The world’s largest cryptocurrency exchange – Binance – introduced its Proof of Reserves (PoR) system to display to users the exact amount of its crypto reserves.

The feature will initially show only bitcoin’s holdings, while other coins will follow in the future.

  • Binance has taken some additional measures to reaffirm its customers’ trust during the turbulent times following the FTX crash.
  • In a recent announcement, the company disclosed the launch of a Proof of Reserves (PoR) system showing that its on-chain reserve is composed of 582,485.9302 BTC. Customer Net Balance (Equity – Debt) equals 575,742.4228 BTC.
  • The trading venue vowed to release the PoR for other cryptocurrencies in two weeks. Binance will also hire third-party auditors to check the results.
  • CEO Changpeng Zhao said the crypto community currently demands more from exchanges, and the firm is “pleased” to provide such clarity:

“As Binance’s user community is exponentially larger than the next largest exchange, this is a massive undertaking and will take a few weeks to develop the data for the majority of our assets in custody.

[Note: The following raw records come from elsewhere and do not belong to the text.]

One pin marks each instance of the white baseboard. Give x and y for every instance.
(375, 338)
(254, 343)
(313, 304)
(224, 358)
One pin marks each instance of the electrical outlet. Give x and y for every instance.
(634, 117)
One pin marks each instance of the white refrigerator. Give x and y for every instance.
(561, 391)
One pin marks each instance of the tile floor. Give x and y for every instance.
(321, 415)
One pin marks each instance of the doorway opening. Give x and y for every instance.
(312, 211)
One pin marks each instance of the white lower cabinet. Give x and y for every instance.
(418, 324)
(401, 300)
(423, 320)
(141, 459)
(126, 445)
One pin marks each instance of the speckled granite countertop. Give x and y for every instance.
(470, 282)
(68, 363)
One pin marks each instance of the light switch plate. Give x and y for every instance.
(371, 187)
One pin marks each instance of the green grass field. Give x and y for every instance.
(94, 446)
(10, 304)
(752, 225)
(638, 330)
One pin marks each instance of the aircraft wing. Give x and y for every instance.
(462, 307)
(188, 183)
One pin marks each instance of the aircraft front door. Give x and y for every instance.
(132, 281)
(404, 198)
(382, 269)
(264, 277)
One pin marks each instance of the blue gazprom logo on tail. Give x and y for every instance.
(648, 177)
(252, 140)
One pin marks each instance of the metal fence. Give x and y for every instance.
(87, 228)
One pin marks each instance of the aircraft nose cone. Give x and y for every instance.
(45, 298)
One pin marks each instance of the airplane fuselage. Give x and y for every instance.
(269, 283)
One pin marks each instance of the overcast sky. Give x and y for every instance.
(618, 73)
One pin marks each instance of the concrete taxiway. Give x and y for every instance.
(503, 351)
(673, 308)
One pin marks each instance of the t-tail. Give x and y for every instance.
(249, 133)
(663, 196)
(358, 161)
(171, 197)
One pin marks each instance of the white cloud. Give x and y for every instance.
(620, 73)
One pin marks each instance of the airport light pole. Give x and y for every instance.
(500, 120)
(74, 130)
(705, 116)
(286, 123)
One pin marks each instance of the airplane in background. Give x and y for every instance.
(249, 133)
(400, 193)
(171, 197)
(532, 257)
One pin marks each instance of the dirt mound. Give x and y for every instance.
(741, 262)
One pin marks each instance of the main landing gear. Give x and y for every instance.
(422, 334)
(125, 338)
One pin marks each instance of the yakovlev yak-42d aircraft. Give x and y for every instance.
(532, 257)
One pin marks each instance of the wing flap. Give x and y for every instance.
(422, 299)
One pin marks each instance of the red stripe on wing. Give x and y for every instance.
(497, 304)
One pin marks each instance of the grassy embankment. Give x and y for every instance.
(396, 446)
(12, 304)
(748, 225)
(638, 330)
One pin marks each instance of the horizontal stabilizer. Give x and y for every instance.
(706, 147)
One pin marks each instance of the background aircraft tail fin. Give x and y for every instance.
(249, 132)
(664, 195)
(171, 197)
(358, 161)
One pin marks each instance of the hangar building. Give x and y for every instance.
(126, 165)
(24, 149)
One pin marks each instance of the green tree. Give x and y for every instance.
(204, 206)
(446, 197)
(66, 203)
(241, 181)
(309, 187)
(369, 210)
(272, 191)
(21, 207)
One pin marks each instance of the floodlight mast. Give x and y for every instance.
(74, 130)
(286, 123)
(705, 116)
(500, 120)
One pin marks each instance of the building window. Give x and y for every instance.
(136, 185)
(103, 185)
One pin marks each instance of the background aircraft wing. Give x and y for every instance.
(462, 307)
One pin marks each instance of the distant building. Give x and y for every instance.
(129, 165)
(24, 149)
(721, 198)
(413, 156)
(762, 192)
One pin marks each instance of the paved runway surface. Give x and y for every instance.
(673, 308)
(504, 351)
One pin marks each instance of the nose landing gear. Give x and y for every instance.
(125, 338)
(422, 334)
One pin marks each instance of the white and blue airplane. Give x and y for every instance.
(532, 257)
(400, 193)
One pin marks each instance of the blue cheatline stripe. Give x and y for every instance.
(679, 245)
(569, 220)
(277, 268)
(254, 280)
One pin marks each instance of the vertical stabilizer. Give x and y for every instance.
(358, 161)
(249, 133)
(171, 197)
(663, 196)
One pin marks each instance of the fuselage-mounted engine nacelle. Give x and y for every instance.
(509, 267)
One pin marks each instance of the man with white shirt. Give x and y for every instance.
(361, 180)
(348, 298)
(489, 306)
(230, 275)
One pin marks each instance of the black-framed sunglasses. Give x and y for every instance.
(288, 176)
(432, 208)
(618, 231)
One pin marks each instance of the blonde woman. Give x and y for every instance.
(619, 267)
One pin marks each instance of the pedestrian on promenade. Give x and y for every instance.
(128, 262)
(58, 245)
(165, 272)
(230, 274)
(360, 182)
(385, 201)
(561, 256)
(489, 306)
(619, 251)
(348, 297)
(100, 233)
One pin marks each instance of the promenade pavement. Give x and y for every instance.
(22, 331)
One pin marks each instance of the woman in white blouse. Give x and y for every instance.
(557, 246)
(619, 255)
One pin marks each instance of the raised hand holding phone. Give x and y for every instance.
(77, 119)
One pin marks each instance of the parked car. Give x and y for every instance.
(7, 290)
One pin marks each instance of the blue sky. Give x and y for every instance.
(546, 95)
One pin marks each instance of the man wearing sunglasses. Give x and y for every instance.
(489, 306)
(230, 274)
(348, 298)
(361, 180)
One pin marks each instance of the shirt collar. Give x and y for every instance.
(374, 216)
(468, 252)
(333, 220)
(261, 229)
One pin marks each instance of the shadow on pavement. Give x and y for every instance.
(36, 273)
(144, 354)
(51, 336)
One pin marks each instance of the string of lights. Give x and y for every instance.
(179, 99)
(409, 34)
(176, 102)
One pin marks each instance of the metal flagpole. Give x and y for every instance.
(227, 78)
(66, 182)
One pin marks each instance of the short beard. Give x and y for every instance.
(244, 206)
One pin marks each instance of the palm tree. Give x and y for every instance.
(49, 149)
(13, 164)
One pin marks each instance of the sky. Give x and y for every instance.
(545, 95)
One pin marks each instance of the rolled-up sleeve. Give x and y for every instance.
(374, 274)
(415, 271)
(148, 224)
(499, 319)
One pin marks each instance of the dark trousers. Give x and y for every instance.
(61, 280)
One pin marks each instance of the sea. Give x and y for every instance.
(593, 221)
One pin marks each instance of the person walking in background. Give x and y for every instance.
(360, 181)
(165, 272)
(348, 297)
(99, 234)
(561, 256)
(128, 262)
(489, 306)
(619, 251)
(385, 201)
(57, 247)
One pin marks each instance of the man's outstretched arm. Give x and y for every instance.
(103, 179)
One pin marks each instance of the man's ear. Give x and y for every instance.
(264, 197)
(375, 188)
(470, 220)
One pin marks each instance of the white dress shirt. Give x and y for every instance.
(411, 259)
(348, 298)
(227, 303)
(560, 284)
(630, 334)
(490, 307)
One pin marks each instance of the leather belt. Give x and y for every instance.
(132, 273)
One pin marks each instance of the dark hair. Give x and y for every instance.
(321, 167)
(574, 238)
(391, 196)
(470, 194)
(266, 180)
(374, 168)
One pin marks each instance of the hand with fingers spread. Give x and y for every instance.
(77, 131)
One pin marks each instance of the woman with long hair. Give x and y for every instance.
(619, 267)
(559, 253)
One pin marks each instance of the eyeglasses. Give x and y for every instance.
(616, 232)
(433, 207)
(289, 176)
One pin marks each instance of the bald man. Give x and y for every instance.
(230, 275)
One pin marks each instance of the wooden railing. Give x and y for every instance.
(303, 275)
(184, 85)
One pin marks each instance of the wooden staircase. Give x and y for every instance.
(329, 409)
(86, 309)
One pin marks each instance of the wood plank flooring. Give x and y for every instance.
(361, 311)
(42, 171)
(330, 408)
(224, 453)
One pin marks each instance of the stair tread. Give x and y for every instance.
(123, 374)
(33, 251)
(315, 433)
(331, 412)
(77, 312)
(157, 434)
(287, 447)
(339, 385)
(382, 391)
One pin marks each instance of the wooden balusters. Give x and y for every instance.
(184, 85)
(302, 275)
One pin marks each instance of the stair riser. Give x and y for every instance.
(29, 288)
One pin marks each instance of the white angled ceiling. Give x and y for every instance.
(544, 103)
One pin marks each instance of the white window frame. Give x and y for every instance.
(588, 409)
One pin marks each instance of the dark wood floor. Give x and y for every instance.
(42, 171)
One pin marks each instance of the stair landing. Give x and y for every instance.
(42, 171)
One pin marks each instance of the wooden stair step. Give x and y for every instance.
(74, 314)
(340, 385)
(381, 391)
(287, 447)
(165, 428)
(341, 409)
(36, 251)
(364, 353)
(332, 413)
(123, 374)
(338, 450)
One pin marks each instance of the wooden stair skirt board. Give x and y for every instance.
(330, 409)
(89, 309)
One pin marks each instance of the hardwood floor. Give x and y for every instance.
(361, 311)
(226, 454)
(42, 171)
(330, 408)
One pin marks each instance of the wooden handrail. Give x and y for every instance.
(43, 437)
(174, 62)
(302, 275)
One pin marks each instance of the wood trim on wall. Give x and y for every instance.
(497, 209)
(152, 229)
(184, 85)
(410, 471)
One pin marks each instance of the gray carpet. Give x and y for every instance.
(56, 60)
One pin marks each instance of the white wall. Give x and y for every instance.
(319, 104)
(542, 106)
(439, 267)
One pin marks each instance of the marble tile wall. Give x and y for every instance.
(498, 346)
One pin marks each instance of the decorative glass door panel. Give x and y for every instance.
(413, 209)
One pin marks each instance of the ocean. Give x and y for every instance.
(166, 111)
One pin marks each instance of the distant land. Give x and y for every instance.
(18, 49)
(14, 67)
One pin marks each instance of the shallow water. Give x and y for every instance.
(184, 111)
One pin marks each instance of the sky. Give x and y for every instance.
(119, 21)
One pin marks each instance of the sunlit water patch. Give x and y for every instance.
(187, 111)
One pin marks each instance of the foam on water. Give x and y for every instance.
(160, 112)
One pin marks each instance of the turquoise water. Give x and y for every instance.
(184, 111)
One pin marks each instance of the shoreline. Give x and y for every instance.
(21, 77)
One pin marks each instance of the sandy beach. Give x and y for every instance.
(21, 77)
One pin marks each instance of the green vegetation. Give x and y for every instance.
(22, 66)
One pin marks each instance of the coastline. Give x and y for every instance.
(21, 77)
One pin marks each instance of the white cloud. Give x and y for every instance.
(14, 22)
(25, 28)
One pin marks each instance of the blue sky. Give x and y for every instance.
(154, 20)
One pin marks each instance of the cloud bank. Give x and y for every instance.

We are working to get the next update out as quickly as possible to meet the community’s expectations,” he added.

  • The platform topped up its SAFU insurance fund to $1 billion following the FTX meltdown. Those assets could be distributed to clients in case of future emergencies.
  • Binance has also introduced an industry recovery fund that could help other projects that experience liquidity issues.